Government forces backed by Russian airstrikes have recovered swathes of Deraa province in the last three weeks, advancing unopposed by Assad's Western and regional foes into the strategically vital southwest region near Jordan and Israel that serves as an important corridor for trade between Syria and Jordan, and onward to the oil-rich Persian Gulf states.

Ahmad Masalmeh, a media activist formerly based in Daraa, said fighters in the city had accepted an offer of amnesty from the government, and allowed back in the state institutions and symbols of Assad's rule.

Opposition fighters refusing to accept the deal will be exiled with their families to other rebel-held parts of the country.

According to several reports, senior Russian military delegation entered the rebel-held area of the city on Thursday and began negotiations with Free Syrian Army commanders over its handover to state rule, rebel officials and a witness said.

A rebel official said negotiations were proceeding smoothly, with the Russians so far abiding by the terms of the deal, under which rebels would hand over weapons, and fighters who do not wish to live under state rule would be evacuated.

"Everyone is committed to the agreements," said rebel official Abu Jihad, adding rebels had already begun since late Wednesday to hand over their heavy weapons.

One rebel official said fighters hoped the Russians would keep a pledge to maintain a permanent Russian military police presence to protect civilians and former rebels who remain.

The agreement follows a template imposed by the government and its Russian and Iranian backers that has forced hundreds of thousands of Syrians, including media activists, army defectors, and draft dodgers and their family members to give up their homes to lift the sieges against their cities.

Human rights monitors say the arrangements amount to a program of political and demographic engineering in Syria to secure Assad's rule.

The southern rebels were once armed as part of an aid program run by the U.S. Central Intelligence Agency and backed by Assad's regional foes including Saudi Arabia. The United States, which shut down the program last year, told the rebels not to expect its military aid as the southern offensive began.

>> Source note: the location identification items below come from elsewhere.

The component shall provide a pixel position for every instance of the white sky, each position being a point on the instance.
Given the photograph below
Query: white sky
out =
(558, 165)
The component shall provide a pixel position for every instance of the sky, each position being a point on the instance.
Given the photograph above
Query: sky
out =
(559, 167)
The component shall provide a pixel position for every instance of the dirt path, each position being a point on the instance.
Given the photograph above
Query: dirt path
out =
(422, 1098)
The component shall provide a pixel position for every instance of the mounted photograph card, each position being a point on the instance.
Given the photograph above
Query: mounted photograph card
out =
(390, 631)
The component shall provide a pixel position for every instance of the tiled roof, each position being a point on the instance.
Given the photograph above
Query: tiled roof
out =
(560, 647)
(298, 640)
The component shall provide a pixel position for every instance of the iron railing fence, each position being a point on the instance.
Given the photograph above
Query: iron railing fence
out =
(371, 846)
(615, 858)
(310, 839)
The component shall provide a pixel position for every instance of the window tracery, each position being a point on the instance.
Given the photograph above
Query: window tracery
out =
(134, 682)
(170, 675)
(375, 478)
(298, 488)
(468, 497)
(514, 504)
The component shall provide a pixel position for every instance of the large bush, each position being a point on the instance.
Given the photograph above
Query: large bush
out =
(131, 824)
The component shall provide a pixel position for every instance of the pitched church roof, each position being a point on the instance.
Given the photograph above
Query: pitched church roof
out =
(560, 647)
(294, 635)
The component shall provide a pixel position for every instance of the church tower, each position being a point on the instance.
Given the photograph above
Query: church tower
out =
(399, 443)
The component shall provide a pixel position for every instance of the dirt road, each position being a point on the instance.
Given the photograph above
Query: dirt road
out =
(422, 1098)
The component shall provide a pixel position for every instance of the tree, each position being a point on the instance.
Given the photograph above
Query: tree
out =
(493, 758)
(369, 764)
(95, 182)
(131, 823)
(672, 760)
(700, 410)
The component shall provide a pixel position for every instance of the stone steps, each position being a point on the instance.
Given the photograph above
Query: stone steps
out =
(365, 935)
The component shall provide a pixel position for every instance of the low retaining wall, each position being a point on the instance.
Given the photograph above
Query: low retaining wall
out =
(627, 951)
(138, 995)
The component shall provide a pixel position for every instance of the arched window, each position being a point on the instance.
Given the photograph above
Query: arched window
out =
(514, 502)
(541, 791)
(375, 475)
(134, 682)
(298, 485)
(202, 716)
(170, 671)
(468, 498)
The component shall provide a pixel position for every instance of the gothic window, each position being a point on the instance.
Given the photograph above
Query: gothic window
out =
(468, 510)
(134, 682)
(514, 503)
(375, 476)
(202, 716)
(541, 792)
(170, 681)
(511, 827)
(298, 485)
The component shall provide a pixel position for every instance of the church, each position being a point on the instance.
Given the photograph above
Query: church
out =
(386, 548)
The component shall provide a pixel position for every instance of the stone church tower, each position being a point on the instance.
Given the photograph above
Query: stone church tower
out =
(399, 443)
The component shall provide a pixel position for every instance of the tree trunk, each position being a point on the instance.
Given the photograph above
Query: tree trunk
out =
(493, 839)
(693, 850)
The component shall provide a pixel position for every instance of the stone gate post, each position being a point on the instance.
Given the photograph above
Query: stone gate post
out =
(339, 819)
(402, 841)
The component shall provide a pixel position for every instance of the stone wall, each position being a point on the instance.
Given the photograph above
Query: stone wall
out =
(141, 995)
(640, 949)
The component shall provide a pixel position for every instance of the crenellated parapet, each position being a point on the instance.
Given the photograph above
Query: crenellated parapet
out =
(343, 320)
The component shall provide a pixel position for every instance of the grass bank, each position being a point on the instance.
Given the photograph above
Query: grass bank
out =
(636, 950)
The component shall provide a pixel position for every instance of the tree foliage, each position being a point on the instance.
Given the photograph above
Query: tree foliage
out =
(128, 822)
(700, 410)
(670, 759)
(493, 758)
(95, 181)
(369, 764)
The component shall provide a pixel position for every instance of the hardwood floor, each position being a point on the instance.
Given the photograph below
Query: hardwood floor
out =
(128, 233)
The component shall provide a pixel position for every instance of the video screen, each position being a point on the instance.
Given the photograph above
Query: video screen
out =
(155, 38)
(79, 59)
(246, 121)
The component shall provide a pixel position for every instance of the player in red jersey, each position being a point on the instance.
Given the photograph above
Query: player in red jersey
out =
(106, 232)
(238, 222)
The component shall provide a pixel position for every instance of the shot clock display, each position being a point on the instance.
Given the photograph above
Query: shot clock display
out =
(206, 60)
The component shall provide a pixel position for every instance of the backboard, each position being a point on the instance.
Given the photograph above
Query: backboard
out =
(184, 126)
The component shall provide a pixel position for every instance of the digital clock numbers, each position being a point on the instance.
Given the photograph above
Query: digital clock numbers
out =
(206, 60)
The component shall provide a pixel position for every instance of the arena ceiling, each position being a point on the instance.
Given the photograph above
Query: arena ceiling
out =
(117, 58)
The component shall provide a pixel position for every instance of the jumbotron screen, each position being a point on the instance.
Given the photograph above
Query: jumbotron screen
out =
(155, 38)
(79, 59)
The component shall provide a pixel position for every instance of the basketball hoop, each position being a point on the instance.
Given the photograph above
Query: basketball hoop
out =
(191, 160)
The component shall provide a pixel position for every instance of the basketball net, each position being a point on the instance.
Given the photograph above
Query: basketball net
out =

Government forces launched an offensive to recapture southwest Syria and the areas neighboring Jordan and Israel on June 19. They surrounded Daraa's rebel-held quarters on Monday. Dozens have been killed in the campaign, including 162 civilians, according to Rami Abdurrahman, director of the Syrian Observatory for Human Rights — among them women and children.

The offensive has prompted the single biggest displacement of the war, uprooting over 300,000 people. Many are sheltering at the frontier with the Israeli Golan Heights. Both Israel, which is in a state of war with Syria, and Jordan have refused to let refugees in.

Ahmad al-Hariri, one of thousands sheltering near the Golan frontier, said he did not know where to go after the army took his village of Hrak in Daraa.

"I'm lost. ... Even if they want to expel or slaughter us, I don't want to hand myself over to the Syrian regime. You can't trust it," he said. "Under the warplanes ... I carried my kids and did not expect to arrive here."

U.N. Secretary General Antonio Guterres told reporters at a news conference that the world body had tried "to prevent a bloodbath" in the region.

Late last month, Guterres had called for an immediate end to military operations and a return to cease-fire arrangements agreed to by Russia, the United States and Jordan.

"I think that our action was useful in that regard," he said. "But again the objective must be and remains entirely for us a political solution."

Russian mediators are warning fighters and civilians against leaving Daraa for Idlib, the northwest Syrian province where over a million displaced Syrians are living in dire conditions and exposed to government airstrikes and the possibility of a future offensive.

"Idlib is a crematory," the activist said Russian mediators warned him.

Anti-Assad rebels still control a chunk of the northwest, and the northeast and a large chunk of the east are controlled by Kurdish-led militia.

The rebel-held northwest has previously been a refuge for rebels and civilians who fear a return of Assad's rule. But some fear areas there could be the next target.